Research output: Contribution to journalArticlepeer-review

Abstract

Introduction Although studies have examined the utility of clinical decision support tools in improving acute kidney injury (AKI) outcomes, no study has evaluated the effect of real-time, personalised AKI recommendations. This study aims to assess the impact of individualised AKI-specific recommendations delivered by trained clinicians and pharmacists immediately after AKI detection in hospitalised patients.

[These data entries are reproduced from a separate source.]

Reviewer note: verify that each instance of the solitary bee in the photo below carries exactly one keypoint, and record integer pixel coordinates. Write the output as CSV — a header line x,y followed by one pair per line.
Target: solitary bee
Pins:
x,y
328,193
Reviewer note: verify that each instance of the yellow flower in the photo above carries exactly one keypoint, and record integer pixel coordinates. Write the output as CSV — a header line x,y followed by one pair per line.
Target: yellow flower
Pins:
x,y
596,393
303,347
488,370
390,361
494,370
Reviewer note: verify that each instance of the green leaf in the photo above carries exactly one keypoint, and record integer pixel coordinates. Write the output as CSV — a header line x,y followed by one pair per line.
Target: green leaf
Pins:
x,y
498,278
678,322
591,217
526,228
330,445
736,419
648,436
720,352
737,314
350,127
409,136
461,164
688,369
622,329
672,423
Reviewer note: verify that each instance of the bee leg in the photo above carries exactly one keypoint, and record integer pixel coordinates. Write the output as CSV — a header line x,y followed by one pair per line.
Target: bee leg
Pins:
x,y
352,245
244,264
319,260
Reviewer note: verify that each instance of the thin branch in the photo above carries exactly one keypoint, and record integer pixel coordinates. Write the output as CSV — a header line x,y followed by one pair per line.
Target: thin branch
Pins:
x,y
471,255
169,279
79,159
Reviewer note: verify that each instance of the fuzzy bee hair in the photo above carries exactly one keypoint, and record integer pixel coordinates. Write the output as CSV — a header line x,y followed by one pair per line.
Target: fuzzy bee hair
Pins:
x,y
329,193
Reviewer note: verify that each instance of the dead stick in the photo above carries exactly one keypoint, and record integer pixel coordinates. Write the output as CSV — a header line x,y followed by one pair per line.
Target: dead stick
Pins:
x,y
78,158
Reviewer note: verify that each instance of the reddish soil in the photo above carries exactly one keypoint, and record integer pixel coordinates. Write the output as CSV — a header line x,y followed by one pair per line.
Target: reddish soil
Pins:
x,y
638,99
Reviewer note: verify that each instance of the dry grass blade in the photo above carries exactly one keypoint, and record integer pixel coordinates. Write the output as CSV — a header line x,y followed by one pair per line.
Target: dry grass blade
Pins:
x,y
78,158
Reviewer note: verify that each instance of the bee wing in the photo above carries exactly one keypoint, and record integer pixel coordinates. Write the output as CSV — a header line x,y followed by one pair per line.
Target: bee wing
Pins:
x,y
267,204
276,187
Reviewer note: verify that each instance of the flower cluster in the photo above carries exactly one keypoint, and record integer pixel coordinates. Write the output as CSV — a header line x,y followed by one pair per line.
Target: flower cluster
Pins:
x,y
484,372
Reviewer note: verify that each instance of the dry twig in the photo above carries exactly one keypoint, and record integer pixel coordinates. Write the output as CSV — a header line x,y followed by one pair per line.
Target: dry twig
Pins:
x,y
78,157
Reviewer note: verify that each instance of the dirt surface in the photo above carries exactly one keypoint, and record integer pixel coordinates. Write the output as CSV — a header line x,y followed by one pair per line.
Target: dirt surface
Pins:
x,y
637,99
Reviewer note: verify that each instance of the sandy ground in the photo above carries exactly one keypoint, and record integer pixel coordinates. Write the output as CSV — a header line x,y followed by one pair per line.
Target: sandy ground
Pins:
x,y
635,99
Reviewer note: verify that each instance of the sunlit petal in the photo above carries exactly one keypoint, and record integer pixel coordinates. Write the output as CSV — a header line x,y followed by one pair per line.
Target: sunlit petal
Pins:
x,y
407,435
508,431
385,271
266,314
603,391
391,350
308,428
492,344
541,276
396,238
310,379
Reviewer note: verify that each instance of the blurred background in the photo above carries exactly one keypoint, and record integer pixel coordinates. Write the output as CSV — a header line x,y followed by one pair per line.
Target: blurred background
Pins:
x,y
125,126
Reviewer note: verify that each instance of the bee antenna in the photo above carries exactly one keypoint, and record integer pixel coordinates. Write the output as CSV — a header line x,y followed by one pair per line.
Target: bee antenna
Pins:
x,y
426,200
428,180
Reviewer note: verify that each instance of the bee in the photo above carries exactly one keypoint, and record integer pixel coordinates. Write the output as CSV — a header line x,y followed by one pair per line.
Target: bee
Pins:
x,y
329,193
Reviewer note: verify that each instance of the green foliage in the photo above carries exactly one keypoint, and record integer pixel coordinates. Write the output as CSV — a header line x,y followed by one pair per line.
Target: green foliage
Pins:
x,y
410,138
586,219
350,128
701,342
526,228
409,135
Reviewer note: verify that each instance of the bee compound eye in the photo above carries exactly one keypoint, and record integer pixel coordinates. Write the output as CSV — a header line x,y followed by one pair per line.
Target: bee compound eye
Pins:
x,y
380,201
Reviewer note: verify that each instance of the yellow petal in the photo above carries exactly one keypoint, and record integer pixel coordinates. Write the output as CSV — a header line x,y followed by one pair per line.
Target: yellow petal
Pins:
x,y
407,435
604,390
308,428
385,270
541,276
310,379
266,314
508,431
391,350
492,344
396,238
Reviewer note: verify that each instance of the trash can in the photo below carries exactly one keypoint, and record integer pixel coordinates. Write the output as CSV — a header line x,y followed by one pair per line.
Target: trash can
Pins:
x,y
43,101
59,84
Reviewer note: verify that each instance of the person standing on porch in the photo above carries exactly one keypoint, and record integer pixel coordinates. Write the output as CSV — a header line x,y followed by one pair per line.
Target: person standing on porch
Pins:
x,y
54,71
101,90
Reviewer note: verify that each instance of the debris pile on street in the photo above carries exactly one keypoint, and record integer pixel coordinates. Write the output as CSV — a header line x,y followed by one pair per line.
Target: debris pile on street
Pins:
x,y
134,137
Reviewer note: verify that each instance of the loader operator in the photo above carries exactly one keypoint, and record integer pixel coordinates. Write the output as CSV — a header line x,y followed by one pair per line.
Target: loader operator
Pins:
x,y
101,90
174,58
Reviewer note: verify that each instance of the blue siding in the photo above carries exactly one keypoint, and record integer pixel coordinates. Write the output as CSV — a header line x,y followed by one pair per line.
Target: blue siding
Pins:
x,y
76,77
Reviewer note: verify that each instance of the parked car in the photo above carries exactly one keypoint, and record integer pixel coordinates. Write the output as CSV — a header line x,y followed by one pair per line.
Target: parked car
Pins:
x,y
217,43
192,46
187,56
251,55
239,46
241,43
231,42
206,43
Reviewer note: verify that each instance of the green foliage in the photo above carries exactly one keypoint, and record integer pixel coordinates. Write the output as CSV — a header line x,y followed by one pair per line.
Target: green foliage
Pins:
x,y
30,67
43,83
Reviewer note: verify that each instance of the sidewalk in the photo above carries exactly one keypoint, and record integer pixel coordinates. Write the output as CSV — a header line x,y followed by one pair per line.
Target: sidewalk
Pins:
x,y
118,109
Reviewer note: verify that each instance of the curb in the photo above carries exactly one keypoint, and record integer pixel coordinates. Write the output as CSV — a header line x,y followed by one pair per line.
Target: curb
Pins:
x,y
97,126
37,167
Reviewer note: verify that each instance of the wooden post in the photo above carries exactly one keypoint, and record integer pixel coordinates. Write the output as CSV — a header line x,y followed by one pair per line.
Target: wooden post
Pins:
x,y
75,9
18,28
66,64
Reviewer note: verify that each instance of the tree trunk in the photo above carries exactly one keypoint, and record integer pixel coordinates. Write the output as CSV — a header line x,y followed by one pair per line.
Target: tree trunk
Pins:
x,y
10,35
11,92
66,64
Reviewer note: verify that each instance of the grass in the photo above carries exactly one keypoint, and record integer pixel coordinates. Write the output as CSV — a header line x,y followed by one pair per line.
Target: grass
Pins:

Methods and analysis KAT-AKI is a multicentre randomised investigator-blinded trial being conducted across eight hospitals at two major US hospital systems planning to enrol 4000 patients over 3 years (between 1 November 2021 and 1 November 2024). A real-time electronic AKI alert system informs a dedicated team composed of a physician and pharmacist who independently review the chart in real time, screen for eligibility and provide combined recommendations across the following domains: diagnostics, volume, potassium, acid-base and medications. Recommendations are delivered to the primary team in the alert arm or logged for future analysis in the usual care arm. The planned primary outcome is a composite of AKI progression, dialysis and mortality within 14 days from randomisation. A key secondary outcome is the percentage of recommendations implemented by the primary team within 24 hours from randomisation. The study has enrolled 500 individuals over 8.5 months. Two-thirds were on a medical floor at the time of the alert and 17.8% were in an intensive care unit. Virtually all participants were recommended for at least one diagnostic intervention. More than half (51.6%) had recommendations to discontinue or dose-adjust a medication. The median time from AKI alert to randomisation was 28 (IQR 15.8-51.5) min. Ethics and dissemination The study was approved by the ethics committee of each study site (Yale University and Johns Hopkins institutional review board (IRB) and a central IRB (BRANY, Biomedical Research Alliance of New York). We are committed to open dissemination of the data through clinicaltrials.gov and sharing of data on an open repository as well as publication in a peer-reviewed journal on completion. Trial registration number NCT04040296.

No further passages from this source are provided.